Your data, your terms: Why I built Revizto around data sovereignty
Are you prepared for what’s next in AECO?
I started Revizto in 2012 because I believed the construction industry deserved better than fragmented collaboration. Teams were losing time, money, and trust because the right information wasn't reaching the right people at the right moment.
Fourteen years later, that problem hasn't gone away. But a new one has arrived alongside it, and it's one I feel just as strongly about.
As AI becomes embedded in construction software, your project data is at risk of being used in ways you may not have agreed to nor anticipated. Models are being trained on customer data. Proprietary AI layers are being built on top of your coordination history, your issue logs, your clash data. The vendor benefits. You don't always get a say.
At Revizto, we're going the other direction. Deliberately.
What data sovereignty actually means
It's not a buzzword. It's a principle we've been building toward for years, and it shapes every architecture decision we make.
Your data lives in your instance. We hold certifications that confirm we have robust data controls and protocols in place, so your project information stays yours unless you explicitly share it with us. That means your models, your issues, your coordination history, your client's operational intelligence — none of it is visible to us. None of it is used to train anything. You can read exactly how that works in our AI Manifesto.
That principle does not change with the arrival of AI.
What is changing is how we give you access to your own data. This year we are opening our API, starting with read-only access to object properties and moving toward full model access. The goal is not to build a closed AI system that works on your data behind the scenes. The goal is to give you the keys — so you can connect your data to whatever AI tools your organization has already chosen and approved.
You bring your own AI. You keep your IP. We don't touch it.
Why this matters more than it ever has
I've been watching how the AI wave is moving through the construction technology market. Several platforms are positioning AI as their next major product. Some by aggregating customer data to build proprietary models, some by restricting which tools you can connect to, some by quietly reducing your choices while calling it innovation.
That's not innovation. That's lock-in with better marketing.
The teams who will be most exposed are the ones who don't ask the right questions, either before they sign a new contract or when reaching out to their existing vendors for clarification. Whose AI is this trained on? What happens to my data when I use your AI features? Can I get my data out, and in what format, and how quickly?
Whose AI is this trained on?
What happens to my data when I use your AI features?
Can I get my data out, and in what format, and how quickly?
These are not technical questions. They're partnership questions. And the answers tell you everything about what kind of vendor you're actually dealing with.
The business case for trust
Data sovereignty is not just an ethical position. It's a competitive advantage.
If your coordination data, your clash history, your project intelligence is locked inside a vendor's system, you can't learn from it across projects. You can't build your own tools on top of it. You can't integrate it with your ERP, your procurement system, your facilities management platformYou are permanently dependent on that vendor's roadmap to get value from your own information.
Open APIs change that equation entirely. They turn your project data into an asset you control — one that compounds in value as you build workflows, integrations, and institutional knowledge on top of it.
That's the future we're building toward at Revizto. Not a closed system that does AI to you. An open ecosystem that gives you the foundation to do AI for yourself, on your terms, with your tools, without anyone else benefiting from your IP. That's what the Revizto Collaboration Hub is designed to support — a platform built around your data, your workflows, and your control.
FAQs
Data sovereignty in construction software means that project data, including models, issue logs, clash history, and coordination records, remains exclusively under the control of the organization that created it. It cannot be accessed, shared, or used to train AI models by the software vendor without explicit permission.

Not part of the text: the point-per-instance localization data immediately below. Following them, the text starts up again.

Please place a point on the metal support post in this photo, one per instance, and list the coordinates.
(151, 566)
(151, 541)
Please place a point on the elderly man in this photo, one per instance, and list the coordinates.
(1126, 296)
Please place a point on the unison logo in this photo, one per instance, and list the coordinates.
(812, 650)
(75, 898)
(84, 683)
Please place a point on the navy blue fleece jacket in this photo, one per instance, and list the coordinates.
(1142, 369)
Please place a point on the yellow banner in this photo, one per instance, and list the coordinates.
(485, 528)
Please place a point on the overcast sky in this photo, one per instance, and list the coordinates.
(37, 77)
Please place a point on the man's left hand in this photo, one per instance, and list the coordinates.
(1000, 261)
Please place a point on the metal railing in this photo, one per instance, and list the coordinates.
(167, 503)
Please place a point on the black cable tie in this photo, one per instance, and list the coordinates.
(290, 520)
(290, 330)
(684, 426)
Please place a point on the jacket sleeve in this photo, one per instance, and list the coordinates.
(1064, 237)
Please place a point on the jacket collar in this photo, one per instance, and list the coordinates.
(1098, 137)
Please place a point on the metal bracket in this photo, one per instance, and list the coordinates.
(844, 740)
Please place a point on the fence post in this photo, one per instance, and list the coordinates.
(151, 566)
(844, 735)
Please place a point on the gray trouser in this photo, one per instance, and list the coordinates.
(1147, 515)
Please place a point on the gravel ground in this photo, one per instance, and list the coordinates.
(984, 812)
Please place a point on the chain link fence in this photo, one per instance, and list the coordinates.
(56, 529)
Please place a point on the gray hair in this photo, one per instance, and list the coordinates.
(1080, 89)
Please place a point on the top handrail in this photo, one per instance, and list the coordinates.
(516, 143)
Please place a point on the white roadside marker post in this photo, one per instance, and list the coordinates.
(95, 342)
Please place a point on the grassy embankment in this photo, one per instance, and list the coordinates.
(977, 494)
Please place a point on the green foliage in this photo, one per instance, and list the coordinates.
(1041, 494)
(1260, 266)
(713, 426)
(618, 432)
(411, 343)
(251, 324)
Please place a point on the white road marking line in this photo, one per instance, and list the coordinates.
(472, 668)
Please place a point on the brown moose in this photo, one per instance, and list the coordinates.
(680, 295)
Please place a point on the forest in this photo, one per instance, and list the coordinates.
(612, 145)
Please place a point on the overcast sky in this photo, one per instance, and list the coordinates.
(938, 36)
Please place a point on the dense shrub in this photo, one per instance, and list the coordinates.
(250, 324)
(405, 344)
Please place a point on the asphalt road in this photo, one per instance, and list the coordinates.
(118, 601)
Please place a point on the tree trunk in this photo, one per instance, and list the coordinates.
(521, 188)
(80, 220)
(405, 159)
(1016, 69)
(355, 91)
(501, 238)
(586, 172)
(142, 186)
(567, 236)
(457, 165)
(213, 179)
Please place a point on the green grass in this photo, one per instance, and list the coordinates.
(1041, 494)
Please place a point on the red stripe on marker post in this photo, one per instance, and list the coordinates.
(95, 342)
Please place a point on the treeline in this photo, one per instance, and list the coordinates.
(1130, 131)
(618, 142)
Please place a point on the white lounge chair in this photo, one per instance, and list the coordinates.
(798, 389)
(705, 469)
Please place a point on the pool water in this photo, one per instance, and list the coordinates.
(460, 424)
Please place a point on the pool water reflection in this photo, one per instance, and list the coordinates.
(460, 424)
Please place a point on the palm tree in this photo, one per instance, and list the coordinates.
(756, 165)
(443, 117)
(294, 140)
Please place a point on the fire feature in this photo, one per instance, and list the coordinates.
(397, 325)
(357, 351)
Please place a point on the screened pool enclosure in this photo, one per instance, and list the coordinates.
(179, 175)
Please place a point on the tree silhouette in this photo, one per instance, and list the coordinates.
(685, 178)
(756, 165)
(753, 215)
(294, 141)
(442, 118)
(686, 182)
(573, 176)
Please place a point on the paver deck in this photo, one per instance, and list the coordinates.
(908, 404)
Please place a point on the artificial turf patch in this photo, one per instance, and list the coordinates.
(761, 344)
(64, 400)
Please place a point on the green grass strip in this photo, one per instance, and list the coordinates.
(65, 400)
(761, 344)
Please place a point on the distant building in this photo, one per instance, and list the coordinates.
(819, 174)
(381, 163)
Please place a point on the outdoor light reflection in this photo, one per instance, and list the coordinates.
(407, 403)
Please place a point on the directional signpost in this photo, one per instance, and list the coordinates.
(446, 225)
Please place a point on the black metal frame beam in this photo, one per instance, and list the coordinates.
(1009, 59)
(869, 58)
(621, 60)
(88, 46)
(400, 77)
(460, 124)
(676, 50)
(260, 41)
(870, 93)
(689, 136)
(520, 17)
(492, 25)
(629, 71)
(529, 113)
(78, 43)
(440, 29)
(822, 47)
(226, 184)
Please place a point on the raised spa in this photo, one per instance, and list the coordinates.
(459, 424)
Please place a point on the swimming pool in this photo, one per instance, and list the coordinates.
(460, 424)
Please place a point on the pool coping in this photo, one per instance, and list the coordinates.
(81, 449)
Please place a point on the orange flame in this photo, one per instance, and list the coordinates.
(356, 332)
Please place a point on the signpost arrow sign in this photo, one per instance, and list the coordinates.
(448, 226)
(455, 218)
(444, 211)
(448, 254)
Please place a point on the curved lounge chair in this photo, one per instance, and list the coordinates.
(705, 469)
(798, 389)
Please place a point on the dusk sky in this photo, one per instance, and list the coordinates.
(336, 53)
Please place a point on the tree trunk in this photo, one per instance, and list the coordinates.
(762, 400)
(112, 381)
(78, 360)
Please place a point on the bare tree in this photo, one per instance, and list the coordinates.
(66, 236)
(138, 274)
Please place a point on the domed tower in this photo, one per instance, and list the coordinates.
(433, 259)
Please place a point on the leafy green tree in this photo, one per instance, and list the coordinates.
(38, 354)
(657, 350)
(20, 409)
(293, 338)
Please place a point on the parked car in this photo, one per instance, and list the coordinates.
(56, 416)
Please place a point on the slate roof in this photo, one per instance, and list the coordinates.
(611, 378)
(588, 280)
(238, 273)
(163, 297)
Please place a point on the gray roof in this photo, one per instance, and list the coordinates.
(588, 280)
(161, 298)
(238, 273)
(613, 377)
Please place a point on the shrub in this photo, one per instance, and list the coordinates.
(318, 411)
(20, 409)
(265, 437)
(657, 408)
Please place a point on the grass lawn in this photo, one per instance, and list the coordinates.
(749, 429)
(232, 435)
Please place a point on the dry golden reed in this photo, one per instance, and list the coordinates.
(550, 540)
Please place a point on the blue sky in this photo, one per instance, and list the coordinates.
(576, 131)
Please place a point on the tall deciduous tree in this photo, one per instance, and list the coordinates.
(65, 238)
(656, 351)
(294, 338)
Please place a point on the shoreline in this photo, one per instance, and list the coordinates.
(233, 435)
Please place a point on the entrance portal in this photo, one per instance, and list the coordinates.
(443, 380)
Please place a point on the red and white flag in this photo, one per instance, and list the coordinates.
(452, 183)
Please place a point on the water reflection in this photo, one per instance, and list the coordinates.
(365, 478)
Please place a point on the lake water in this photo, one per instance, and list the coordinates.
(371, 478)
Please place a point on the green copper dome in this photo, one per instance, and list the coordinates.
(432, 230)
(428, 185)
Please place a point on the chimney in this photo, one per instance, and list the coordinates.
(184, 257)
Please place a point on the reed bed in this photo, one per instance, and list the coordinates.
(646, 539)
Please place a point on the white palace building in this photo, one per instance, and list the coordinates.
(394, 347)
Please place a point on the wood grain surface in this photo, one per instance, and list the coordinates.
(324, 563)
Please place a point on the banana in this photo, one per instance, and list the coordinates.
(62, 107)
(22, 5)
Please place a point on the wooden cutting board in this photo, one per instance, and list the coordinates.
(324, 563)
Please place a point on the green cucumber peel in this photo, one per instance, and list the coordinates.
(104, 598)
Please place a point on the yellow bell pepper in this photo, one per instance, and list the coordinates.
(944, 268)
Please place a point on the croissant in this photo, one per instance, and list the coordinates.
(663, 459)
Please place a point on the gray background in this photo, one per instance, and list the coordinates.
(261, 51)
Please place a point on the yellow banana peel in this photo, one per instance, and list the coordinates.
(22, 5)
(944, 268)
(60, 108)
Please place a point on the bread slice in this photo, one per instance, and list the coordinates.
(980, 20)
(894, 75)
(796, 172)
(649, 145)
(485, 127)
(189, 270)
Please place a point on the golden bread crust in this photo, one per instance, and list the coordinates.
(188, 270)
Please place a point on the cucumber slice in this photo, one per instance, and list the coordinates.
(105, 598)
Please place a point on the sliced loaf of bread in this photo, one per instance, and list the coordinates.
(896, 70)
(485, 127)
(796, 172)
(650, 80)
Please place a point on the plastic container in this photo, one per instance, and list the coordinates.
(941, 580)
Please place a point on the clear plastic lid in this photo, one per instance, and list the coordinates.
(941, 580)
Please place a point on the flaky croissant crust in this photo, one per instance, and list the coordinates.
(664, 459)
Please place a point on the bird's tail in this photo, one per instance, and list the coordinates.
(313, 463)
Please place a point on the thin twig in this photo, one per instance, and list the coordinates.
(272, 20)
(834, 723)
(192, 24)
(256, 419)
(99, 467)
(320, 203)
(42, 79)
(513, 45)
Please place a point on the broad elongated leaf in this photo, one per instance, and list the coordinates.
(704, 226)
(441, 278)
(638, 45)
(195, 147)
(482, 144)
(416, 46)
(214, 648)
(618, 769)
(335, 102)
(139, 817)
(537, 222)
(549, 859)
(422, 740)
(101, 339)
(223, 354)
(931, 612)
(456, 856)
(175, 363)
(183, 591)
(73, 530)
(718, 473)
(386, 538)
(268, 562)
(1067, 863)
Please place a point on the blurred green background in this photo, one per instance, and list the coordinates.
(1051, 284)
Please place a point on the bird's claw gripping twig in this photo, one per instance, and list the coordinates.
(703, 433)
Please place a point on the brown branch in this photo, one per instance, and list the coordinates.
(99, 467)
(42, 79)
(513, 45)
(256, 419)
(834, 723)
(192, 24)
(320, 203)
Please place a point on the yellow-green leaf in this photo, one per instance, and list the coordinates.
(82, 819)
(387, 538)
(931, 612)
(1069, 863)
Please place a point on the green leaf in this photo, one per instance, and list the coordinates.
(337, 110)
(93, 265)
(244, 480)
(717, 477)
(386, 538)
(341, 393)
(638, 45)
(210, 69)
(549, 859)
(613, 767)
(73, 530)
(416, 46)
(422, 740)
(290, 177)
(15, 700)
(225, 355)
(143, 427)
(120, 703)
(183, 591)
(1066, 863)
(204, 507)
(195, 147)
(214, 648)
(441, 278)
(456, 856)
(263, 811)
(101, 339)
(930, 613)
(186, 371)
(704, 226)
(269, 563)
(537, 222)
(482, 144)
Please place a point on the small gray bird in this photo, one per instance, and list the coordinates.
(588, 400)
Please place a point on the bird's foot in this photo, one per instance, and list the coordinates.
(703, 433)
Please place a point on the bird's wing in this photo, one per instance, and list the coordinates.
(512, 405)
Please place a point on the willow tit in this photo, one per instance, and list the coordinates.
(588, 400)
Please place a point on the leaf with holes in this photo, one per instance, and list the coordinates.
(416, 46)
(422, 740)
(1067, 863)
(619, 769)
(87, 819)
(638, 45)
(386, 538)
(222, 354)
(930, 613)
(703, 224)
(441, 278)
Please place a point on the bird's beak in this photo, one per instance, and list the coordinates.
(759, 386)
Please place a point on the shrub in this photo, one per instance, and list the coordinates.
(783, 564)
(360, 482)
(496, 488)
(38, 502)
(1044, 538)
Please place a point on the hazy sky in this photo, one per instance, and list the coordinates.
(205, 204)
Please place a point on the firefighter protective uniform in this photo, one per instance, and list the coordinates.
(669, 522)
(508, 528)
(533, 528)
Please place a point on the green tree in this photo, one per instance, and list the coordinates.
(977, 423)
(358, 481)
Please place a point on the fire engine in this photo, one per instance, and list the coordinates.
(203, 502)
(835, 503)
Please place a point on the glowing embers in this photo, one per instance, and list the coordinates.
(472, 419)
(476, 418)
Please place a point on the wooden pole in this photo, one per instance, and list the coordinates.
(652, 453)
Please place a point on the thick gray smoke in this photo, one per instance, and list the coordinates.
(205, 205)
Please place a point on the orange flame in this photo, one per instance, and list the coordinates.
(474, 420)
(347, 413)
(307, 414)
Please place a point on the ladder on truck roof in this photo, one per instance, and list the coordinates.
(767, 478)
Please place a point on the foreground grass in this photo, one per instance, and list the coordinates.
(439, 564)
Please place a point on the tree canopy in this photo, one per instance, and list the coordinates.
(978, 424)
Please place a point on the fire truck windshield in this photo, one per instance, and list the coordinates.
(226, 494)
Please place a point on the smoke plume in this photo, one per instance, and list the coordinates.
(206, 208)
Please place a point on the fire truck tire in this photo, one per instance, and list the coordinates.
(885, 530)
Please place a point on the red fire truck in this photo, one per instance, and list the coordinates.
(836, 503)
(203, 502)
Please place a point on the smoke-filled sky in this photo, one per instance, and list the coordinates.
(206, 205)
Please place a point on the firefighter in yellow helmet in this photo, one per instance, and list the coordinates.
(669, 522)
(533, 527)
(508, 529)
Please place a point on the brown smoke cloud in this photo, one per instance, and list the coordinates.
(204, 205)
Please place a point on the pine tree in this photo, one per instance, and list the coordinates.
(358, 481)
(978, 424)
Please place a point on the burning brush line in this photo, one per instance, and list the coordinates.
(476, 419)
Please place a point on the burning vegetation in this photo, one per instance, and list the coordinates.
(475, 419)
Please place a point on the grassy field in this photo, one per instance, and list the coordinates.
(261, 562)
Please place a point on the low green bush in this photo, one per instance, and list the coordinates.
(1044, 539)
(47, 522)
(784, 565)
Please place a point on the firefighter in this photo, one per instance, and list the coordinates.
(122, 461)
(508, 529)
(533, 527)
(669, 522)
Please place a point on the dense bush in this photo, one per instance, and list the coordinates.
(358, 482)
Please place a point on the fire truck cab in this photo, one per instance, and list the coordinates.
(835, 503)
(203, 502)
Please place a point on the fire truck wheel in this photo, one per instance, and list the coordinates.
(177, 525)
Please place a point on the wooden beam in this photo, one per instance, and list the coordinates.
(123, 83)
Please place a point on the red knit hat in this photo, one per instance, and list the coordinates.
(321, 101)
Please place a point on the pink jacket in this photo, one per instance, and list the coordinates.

Some construction software vendors use customer project data to train proprietary AI models, often without clear disclosure. This means your coordination history, clash data, and operational intelligence may be used to build systems that benefit the vendor commercially, without any corresponding benefit or consent from you.
An open API in construction technology allows project teams to extract and connect their own data to external tools, including AI platforms, ERP systems, procurement software, and digital twins. Without open API access, project data remains locked inside a vendor's system, limiting how teams can learn from it, integrate it, or build on top of it.
Yes. When a construction software platform offers open API access, teams can connect their own approved AI models and agents directly to their project data. This "bring your own AI" approach means the AI comes to the data rather than the data being uploaded into a third-party system. Teams keep full control over which AI tools they use, how their data is processed, and where that processing happens. This is increasingly important for meeting regulatory frameworks like the EU AI Act.
Construction teams can protect their IP by choosing software platforms that hold independent data security certifications, offer open API access so they can connect their own AI tools, and explicitly commit to not using customer data for AI training. It's essential to ask vendors directly: whose AI is this trained on, and what happens to my data? These are questions worth raising before signing any new contract, and revisiting with the vendors already in your stack.
Construction software platforms handling sensitive project data should hold internationally recognized certifications including ISO 27001:2022, ISO 27017, SOC 2 Type 2, and CSA Star Level 1. These certifications provide independent verification that the vendor operates robust data controls, access protocols, and security procedures in line with global standards.